6 MEASURING USABILITY

Civilization advances by extending the number of important operations which we can perform without thinking about them.

Alfred North Whitehead (1911)

INTRODUCTION

This chapter describes how to build a design around objectively measurable concepts so that it can be progressively evaluated and improved using an iterative process. We examine the definition of usability and its subsidiary components of effectiveness, accuracy, completeness, efficiency and satisfaction. We see how these, together with the definition of the context of use, can form the basis for a series of experiments that will guide development. We introduce the Build–Measure–Learn loop and the idea of validated learning. To conclude, we show how split testing, A/B testing and multivariate testing can help to generate evidence-based decisions – when used in the right context.

LEARNING OBJECTIVES

After reading this chapter you will be able to:

Remember

  • Define usability
  • Recall that users react emotionally to good and bad user experiences

Understand

  • Identify the strengths and weaknesses of multivariate testing as a method for choosing between design alternatives
  • Explain the value of iterative design

Apply

  • Illustrate how the definition of usability can be used to construct measures of usability
  • Demonstrate how to choose between good and poor design ideas by using behavioural data
  • Illustrate the role design experiments play in validated learning

WHAT IS USABILITY?

When specifying requirements for a system, it is still quite common for people to write things like, ‘the system shall have a user-friendly [or intuitive] interface’, or ‘all information shall be accessible within two mouse clicks’. These are not useful statements of requirements. The first example is impossibly vague and could mean anything. The second at least attempts to be specific, but unfortunately is based on inappropriate preconceptions about what makes a system usable.

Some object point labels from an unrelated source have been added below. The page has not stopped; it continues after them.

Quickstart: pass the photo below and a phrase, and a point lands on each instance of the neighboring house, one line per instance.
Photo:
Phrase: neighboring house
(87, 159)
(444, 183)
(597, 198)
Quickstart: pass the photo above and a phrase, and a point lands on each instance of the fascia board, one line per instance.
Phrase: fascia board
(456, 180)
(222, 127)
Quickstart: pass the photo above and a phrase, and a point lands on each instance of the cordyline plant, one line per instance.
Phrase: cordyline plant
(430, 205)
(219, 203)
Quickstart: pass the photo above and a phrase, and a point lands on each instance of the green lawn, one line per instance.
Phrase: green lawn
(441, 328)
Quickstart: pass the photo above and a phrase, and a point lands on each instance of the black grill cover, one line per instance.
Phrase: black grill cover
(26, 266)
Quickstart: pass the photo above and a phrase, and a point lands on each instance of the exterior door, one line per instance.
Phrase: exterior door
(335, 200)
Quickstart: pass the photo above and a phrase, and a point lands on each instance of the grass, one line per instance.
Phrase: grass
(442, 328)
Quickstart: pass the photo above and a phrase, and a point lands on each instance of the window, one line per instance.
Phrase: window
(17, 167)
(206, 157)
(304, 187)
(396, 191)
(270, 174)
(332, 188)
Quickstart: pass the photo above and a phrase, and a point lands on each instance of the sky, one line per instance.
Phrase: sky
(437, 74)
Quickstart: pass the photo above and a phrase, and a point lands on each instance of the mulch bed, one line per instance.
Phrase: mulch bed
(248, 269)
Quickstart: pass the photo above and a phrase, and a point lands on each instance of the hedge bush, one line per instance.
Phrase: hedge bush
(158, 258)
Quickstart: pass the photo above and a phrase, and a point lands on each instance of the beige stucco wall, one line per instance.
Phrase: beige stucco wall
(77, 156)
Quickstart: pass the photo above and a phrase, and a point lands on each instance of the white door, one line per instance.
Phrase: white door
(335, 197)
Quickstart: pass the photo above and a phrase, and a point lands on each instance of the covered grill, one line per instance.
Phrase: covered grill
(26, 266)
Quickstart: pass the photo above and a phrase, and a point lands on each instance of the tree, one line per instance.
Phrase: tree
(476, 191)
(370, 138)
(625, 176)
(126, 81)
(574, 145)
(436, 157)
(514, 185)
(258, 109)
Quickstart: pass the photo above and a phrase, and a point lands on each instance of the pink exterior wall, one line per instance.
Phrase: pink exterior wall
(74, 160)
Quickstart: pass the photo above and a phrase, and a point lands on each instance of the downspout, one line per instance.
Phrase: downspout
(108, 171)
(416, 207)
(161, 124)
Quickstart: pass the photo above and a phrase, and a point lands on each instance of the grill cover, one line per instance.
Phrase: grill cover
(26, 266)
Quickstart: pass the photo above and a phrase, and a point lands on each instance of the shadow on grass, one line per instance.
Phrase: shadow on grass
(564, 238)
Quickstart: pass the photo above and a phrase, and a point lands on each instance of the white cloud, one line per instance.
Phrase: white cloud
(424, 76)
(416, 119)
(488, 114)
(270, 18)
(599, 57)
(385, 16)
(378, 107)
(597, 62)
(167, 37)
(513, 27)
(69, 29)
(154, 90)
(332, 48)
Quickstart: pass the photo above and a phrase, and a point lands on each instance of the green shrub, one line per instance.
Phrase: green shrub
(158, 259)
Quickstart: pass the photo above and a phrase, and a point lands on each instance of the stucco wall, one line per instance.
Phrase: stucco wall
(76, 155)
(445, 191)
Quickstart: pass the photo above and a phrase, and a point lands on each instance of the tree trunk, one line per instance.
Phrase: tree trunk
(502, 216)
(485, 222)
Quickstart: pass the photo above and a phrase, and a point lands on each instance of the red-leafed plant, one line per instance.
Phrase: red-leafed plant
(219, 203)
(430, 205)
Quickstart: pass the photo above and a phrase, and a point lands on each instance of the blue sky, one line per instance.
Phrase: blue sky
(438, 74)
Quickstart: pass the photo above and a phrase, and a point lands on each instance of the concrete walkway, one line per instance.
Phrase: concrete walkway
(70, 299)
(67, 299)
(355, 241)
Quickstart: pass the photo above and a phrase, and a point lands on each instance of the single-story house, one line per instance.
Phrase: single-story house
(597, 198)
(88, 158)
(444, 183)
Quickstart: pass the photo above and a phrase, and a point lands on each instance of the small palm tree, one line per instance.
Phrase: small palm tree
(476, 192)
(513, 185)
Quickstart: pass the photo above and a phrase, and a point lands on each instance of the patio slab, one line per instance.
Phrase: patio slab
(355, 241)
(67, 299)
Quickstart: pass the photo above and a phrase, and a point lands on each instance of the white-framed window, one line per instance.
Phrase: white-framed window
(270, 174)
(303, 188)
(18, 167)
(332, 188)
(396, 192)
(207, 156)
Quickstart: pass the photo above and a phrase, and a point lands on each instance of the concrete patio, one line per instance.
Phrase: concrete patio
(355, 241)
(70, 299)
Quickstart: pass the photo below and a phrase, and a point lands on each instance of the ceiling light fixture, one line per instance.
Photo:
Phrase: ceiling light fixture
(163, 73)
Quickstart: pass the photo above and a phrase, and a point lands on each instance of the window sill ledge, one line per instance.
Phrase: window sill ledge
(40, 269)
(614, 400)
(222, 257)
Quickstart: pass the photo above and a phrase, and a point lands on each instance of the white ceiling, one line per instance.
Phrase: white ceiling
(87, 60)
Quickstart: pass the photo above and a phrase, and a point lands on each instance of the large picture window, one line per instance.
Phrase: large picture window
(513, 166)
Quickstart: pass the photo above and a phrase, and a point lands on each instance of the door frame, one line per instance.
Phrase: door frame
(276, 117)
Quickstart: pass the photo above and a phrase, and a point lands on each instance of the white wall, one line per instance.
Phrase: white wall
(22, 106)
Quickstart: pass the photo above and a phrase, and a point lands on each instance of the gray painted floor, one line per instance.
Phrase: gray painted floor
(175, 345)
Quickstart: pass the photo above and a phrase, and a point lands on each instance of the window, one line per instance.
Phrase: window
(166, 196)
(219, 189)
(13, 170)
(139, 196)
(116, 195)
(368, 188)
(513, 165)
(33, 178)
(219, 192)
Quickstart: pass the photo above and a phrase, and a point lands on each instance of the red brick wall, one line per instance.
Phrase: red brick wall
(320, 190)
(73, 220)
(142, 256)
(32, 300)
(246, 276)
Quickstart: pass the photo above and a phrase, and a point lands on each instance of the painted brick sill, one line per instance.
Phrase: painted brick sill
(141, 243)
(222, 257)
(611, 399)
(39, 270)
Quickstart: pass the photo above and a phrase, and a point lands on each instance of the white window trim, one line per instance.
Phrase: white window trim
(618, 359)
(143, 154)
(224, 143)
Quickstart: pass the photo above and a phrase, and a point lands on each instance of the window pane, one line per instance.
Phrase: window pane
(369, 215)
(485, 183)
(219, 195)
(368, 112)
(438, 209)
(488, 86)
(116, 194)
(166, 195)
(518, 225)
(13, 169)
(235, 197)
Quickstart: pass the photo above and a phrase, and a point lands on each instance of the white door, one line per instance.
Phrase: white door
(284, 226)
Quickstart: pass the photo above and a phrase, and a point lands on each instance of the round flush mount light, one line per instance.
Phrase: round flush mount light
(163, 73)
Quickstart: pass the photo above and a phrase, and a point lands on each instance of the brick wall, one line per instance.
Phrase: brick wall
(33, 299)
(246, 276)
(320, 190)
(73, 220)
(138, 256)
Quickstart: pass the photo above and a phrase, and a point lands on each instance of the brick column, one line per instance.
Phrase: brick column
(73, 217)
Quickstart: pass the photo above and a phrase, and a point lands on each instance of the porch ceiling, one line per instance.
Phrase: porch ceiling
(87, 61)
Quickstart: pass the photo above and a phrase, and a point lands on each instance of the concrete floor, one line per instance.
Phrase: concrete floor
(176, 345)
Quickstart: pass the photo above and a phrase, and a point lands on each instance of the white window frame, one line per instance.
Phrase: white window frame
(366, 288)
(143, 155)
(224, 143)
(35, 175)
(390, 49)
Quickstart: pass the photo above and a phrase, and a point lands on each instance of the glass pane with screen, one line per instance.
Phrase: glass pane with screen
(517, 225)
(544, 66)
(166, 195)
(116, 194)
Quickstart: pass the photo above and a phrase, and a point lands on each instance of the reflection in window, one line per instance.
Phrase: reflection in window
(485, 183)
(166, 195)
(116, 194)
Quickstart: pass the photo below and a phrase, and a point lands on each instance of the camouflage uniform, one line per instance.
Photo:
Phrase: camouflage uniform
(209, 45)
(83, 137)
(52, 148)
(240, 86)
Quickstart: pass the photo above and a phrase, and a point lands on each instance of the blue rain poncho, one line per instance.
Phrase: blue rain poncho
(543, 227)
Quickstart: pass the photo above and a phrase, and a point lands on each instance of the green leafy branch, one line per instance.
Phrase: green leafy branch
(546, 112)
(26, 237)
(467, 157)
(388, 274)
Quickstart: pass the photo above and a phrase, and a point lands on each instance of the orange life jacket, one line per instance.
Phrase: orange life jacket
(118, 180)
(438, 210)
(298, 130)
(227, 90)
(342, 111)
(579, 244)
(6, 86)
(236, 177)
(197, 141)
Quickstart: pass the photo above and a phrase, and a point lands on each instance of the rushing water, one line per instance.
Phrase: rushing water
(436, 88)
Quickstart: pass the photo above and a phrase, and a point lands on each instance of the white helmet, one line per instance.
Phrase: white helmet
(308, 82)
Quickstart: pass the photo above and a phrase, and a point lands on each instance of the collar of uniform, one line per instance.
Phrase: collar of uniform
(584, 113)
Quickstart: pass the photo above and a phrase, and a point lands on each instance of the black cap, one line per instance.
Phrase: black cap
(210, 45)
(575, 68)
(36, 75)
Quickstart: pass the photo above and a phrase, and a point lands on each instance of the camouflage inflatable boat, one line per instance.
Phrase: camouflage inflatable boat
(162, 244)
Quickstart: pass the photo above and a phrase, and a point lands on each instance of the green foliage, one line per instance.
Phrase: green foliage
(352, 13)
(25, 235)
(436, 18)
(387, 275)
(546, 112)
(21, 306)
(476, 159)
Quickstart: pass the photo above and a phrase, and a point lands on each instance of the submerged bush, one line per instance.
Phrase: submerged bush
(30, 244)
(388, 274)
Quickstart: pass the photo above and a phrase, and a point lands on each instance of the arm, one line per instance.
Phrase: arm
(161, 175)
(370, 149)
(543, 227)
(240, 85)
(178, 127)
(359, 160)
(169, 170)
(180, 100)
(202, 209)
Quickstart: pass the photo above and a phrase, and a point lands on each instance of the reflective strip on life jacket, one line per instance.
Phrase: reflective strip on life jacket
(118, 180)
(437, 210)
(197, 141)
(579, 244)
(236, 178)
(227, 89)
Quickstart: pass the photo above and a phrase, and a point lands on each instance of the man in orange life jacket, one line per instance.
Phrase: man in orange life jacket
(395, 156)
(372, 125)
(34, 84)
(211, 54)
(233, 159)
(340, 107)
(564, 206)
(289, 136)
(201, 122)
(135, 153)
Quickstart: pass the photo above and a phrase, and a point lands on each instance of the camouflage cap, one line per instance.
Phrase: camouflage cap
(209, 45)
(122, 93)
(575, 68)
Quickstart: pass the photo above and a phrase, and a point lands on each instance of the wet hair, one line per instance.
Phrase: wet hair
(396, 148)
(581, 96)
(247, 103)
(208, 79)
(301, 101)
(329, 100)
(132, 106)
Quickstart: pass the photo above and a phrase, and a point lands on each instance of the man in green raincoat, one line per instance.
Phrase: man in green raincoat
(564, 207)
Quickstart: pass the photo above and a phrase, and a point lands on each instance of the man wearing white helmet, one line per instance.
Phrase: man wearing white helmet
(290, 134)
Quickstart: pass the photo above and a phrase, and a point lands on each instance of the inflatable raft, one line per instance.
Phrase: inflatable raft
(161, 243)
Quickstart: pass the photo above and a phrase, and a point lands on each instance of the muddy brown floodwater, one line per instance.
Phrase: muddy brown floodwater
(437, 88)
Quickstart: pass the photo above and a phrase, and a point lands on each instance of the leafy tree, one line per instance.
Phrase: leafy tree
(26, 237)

We can only be sure of designing a usable system if we have a way of measuring usability precisely. To use a scientific term, we need to operationalise the concept of usability. Operationalising a concept means taking something that seems intangible and impossible to measure, and specifying how to measure it. This often involves defining subsidiary elements that split the concept up into parts. The overall effect is to bring the concept into sharper focus.

Besides defining the context of use, the other great contribution of ISO 9241-11 is that it does exactly what we need here: it operationalises the concept of usability by identifying its components and subcomponents to the extent that they can be tested. Hence there is no need for us to flounder around with useless requirements like those quoted above.

images

Definition: usability

The extent to which a system, product or service can be used by specified users to achieve specified goals with effectiveness, efficiency and satisfaction in a specified context of use (ISO 9241-11, 2018)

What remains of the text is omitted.